McKinsey & Co.’da çalışan danışmanların araştırma kolu, dünyanın toplam gelirinin %60’ını oluşturan on değişik ülkenin bilançolarını çözümleme etti. McKinsey ortağı Jan Mischke, Bloomberg raporunda “Artık asla olmadığımız kadar zenginiz” dedi.
Dünyanın net kıymeti, 2000 yılındaki 156 trilyon dolarlık net değerden 2020’de benzeri görülmemiş şekilde 514 trilyon dolara terfi etti ve Çin, en büyük tek paya haiz oldu: Dünya gelirinin ortalama üçte biri! Rapora bakılırsa, Çin’in serveti, 2000 yılındaki 7 trilyon dolardan 120 trilyon dolara çıktı ve bu, Dünya Tecim Örgütü’ne katılmadan önceki günlere bakılırsa tanım edilemez derecede çok büyük bir büyümeyi belirtiyor.
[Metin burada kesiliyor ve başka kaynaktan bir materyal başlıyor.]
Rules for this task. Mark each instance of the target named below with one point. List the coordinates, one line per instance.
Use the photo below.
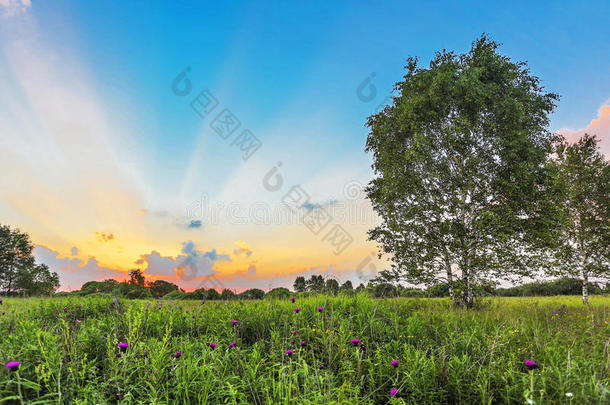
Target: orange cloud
(104, 237)
(599, 126)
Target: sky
(222, 145)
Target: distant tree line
(471, 185)
(19, 273)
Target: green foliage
(583, 236)
(563, 286)
(68, 351)
(461, 181)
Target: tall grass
(68, 351)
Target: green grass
(68, 351)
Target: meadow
(266, 352)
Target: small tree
(583, 236)
(332, 286)
(315, 283)
(461, 179)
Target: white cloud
(599, 126)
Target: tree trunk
(468, 293)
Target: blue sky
(93, 82)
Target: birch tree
(459, 157)
(583, 238)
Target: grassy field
(68, 350)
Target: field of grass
(68, 350)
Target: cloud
(599, 126)
(104, 237)
(242, 248)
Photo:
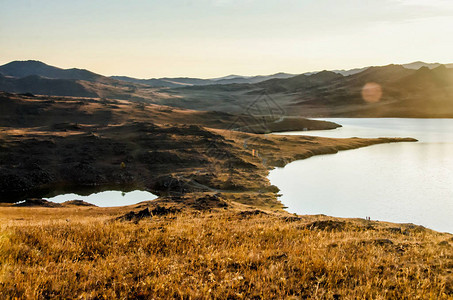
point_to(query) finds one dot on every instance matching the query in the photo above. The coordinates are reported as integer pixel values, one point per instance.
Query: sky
(213, 38)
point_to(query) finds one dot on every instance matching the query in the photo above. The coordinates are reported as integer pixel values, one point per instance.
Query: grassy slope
(234, 253)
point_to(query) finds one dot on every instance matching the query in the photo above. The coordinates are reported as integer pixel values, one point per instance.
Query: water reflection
(107, 198)
(401, 182)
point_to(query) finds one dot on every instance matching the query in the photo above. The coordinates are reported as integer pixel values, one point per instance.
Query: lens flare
(372, 92)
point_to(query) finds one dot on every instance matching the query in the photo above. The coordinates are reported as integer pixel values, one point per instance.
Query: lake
(400, 182)
(107, 198)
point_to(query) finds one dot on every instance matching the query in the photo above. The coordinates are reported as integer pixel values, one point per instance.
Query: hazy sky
(209, 38)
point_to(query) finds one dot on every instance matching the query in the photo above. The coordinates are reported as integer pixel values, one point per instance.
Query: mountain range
(411, 90)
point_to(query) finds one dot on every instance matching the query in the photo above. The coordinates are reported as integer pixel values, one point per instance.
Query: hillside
(421, 93)
(402, 90)
(49, 142)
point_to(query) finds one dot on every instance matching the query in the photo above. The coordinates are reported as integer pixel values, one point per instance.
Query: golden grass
(81, 253)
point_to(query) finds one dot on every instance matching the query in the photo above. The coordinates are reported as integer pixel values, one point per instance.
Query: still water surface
(107, 198)
(400, 182)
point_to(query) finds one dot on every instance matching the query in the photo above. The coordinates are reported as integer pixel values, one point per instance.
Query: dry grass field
(229, 252)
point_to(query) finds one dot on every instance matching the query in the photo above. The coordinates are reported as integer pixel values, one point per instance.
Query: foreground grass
(217, 254)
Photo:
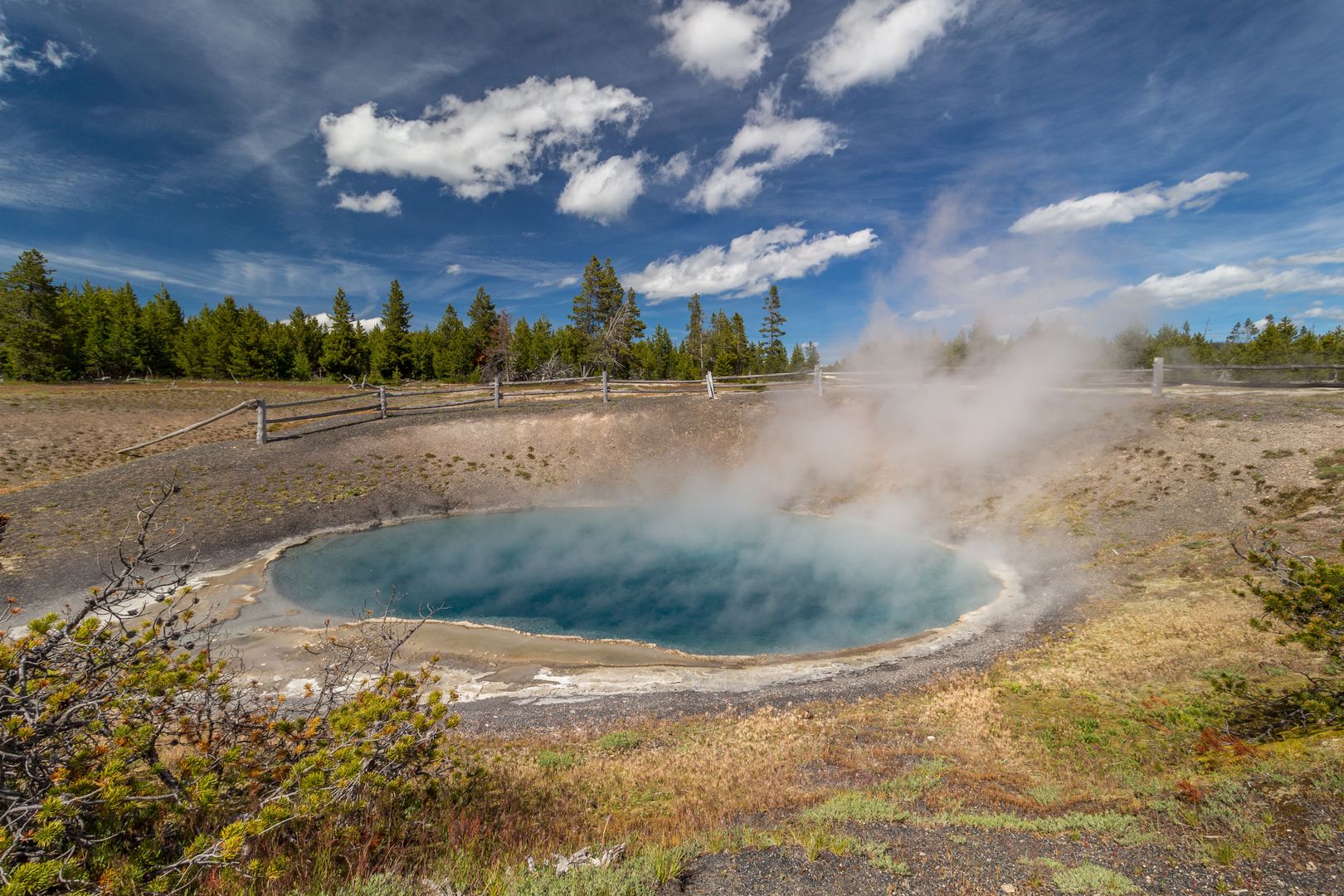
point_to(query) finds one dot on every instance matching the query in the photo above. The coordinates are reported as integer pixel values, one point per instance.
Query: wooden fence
(386, 402)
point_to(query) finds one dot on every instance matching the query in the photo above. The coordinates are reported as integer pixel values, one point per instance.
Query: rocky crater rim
(481, 660)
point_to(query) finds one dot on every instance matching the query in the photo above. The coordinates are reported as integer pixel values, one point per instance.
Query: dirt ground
(1124, 538)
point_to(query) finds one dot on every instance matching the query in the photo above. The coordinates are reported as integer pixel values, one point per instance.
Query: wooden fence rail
(587, 387)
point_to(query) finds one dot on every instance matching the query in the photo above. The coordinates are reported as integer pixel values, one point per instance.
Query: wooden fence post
(261, 421)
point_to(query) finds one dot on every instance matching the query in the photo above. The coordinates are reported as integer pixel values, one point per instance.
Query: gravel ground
(1195, 465)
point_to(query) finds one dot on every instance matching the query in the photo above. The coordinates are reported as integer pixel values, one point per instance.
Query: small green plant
(926, 776)
(852, 805)
(1303, 603)
(1093, 880)
(136, 759)
(1331, 466)
(553, 761)
(619, 742)
(1046, 794)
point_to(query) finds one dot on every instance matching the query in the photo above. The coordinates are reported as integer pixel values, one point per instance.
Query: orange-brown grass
(56, 431)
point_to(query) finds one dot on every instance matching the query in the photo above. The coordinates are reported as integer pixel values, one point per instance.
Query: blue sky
(1160, 160)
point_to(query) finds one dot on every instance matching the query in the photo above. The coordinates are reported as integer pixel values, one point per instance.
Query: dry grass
(56, 431)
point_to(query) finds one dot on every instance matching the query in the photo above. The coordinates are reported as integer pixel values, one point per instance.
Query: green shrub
(619, 742)
(1303, 603)
(138, 758)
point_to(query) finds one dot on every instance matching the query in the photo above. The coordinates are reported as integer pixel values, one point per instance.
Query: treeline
(1265, 342)
(50, 332)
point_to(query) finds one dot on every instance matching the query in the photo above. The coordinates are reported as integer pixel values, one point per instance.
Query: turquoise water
(704, 582)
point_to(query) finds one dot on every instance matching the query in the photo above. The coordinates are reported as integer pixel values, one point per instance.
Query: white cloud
(14, 58)
(557, 284)
(1107, 208)
(1320, 314)
(383, 203)
(933, 314)
(324, 320)
(485, 145)
(58, 56)
(1225, 281)
(601, 191)
(675, 168)
(749, 264)
(874, 41)
(767, 141)
(1329, 257)
(719, 41)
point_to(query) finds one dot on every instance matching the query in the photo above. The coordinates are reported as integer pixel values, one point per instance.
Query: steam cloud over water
(702, 581)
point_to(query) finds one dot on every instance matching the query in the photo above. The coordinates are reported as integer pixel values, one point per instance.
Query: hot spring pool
(707, 583)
Ayrıca ABD, emlak fiyatlarında daha düşük artışlar yaşadı, sadece aynı dönemde net kıymetini neredeyse ikiye katlayarak 90 trilyon dolara ulaştı. Çin ve ABD bir süredir dünyanın en büyük ekonomileri, sadece dünya servetindeki ana hisse halen hanelerin en varlıklı %10’una ilişik. Ve rapora bakılırsa zenginleşmeye devam ediyorlar.
McKinsey raporu ek olarak, küresel net değerin %68’inin gayrimenkule bağlı bulunduğunu, sadece bununla beraber makine, altyapı, ekipman ve oldukça daha minik bir kısmı olsa da patentler ve fikri iyelik şeklinde maddi olmayan varlıkları da içerdiğini belirtiyor.
Bloomberg raporunda Mischke, “Enflasyonun üstündeki ve ötesindeki fiyat artışlarıyla elde edilmiş net kıymet pek oldukça açıdan sorgulanabilir” dedi ve ekledi: “Bununla beraber her türlü yan etkiyi getirir.“
Hakikaten de, yükselen emlak tutarları bir çok insanı emlak piyasasından uzaklaştırabilir ve bizi 2008’de ABD’yi vuran, konut fiyatlarındaki balonun patlaması şeklinde mühim bir mali krize yaklaştırabilir. Ve bu durum, bilhassa China Evergrande Group şeklinde emlak geliştiricilerinin borçları söz mevzusu olduğunda, Çin’i de etkileyebilir.
Rapor, dünya çapındaki bu zamanı sıçramalar için en iyi çözümün, dünya servetinin küresel GSYİH’yı anlamlı bir halde genişletebilecek daha üretken yatırımlara aktarılması olacağını da belirtiyor. Sadece en fena durum yaşanırsa, emlak tutarları çökebilir ve netice olarak küresel servetin üçte birine kadar çıkabilecek bir kısmının yok olmasına niçin olabilir. Bunlar bilhassa garip zamanlar bundan dolayı dünyanın en varlıklı insanları daha ilkin asla olmadığı kadar zenginleşiyor ve en yoksullar minimum yarım yüzyıldır görülmemiş şekillerde önde gelen ülkelerde daha çok mesele yaşamaya başlıyor.